Catherine Hamé croit qu’il manque d’homogénéité dans la régie interne des municipalités. C’est un commentaire qui revient souvent parmi les élues rencontrées par le Journal. « Le rôle de chacun des acteurs dans le milieu municipal n’est pas assez clair. Le rôle du directeur général par exemple dans sa relation avec le maire, avec les citoyens ou avec le reste du conseil. Le rôle du conseiller, le rôle du maire… Ce n’est pas clair », affirme-t-elle. « Il a trop d’interprétation. »

« Il y en a qui ne font pas leur rôle, d’autres prennent plus de place, certains s’effacent, ça crée un immense déséquilibre. […] Ça créait des frustrations, des informations pas claires, des incompréhensions. Tout ça était cumulé avec des dossiers desquels on n’avait pas de nouvelles. On avait l’impression d’être dans une cour d’école ! », déplore Mme Dubuc.

L’ancienne conseillère indique par ailleurs que les rencontres préparatoires n’existent pas dans la loi. « Comment on fait si on n’a rien d’écrit légalement ? Chaque ville y va à sa manière. Ça doit être clarifié », déplore Mme Dubuc.

La conseillère municipale Geneviève Dubuc. (Photo : Archives – Marie-Catherine Goudreau)
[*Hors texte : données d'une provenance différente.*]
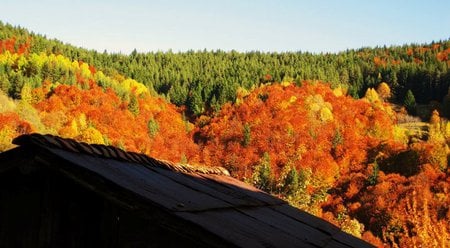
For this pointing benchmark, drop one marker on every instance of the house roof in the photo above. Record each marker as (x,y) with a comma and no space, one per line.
(206,197)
À Saint-Adolphe-d’Howard, on observe aussi un climat tendu entre les citoyens et les élus presqu’à chaque séance du conseil. Sans vouloir commenter sur sa Municipalité, la conseillère Line Légaré est du même avis. « Il doit y avoir des balises et un cadre plus clair qui serait le même dans toutes les municipalités », affirme-t-elle.
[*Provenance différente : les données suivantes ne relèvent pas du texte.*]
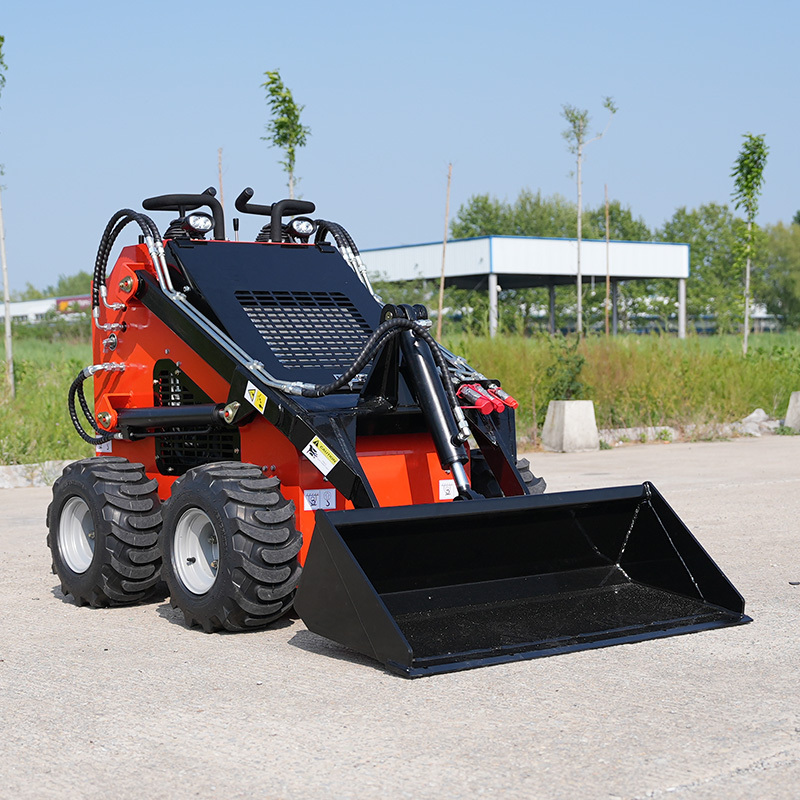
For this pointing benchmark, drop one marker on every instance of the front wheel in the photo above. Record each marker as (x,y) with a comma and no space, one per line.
(229,547)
« Le fonctionnement est différent dans chaque municipalité, et c’est ça le problème. Dans certaines villes, c’est le maire qui gère la machine avec le directeur général. Et les conseillers n’ont droit à aucune information. »

– Line Légaré, conseillère municipale à Saint-Adolphe-d’Howard

« Ça crée une frustration. Lorsque les élus arrivent en poste, il arrive qu’ils n’ont accès à aucun document. Ils se retrouvent les mains liées », dit Mme Légaré, qui a rencontré de nombreux élus municipaux lors de formations et de forums à travers le Québec.

La responsabilité de l’élu

D’un autre côté, les conseillères municipales de Saint-Sauveur, Caroline Vinet et Rosa Borreggine, croient que c’est aux élus de s’informer sur le rôle de conseiller, avant d’être élu et après. « Je pense que ceux qui sont le plus critiqués sont ceux qui malheureusement, ont plus de difficultés à s’adapter à la politique et à leurs fonctions », soutient Mme Vinet.

Les deux femmes sont conseillères depuis plus de 10 ans à Saint-Sauveur. Elles aussi sont arrivées avec une intention et une volonté de changer les choses à l’époque. Mais elles se sont adaptées au conseil dans lequel elles sont arrivées, disent-elles, dont tous les conseillers étaient du même parti, doit-on préciser. « Observe comment ça fonctionne, observe les anciens conseillers qui étaient là et suis le courant. Puis après, tu amèneras ton essence. Si tu arrives avec tes convictions personnelles et que tu veux juste faire ce que tu connais, ça ne marche pas comme ça. C’est là que les gens se désillusionnent », souligne Mme Borreggine.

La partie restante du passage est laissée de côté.